Re: pg_receivewal starting position

From: Michael Paquier <michael(at)paquier(dot)xyz>
To: Ronan Dunklau <ronan(dot)dunklau(at)aiven(dot)io>
Cc: Kyotaro Horiguchi <horikyota(dot)ntt(at)gmail(dot)com>, bharath(dot)rupireddyforpostgres(at)gmail(dot)com, pgsql-hackers(at)lists(dot)postgresql(dot)org, sawada(dot)mshk(at)gmail(dot)com
Subject: Re: pg_receivewal starting position
Date: 2021-10-28 12:31:36
Message-ID: YXqYKAdVEqmyTltK@paquier.xyz
Views: Raw Message | Whole Thread | Download mbox | Resend email
Thread:
Lists: pgsql-hackers

On Wed, Oct 27, 2021 at 10:11:00AM +0200, Ronan Dunklau wrote:
> Sorry I sent an intermediary version of the patch, here is the correct one.

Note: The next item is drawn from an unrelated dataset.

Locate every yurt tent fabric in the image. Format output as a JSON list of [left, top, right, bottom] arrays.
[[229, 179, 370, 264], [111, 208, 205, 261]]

While looking at this patch, I have figured out a simple way to make
the tests faster without impacting the coverage. The size of the WAL
segments archived is a bit of a bottleneck as they need to be zeroed
by pg_receivewal at creation. This finishes by being a waste of time,
even if we don't flush the data. So I'd like to switch the test so as
we use a segment size of 1MB, first.

A second thing is that we copy too many segments than really needed
when using the slot's restart_lsn as starting point as RESERVE_WAL
would use the current redo location, so it seems to me that a
checkpoint is in order before the slot creation. A third thing is
that generating some extra data after the end LSN we want to use makes
the test much faster at the end.

With those three methods combined, the test goes down from 11s to 9s
here. Attached is a patch I'd like to apply to make the test
cheaper.

I also had a look at your patch. Here are some comments.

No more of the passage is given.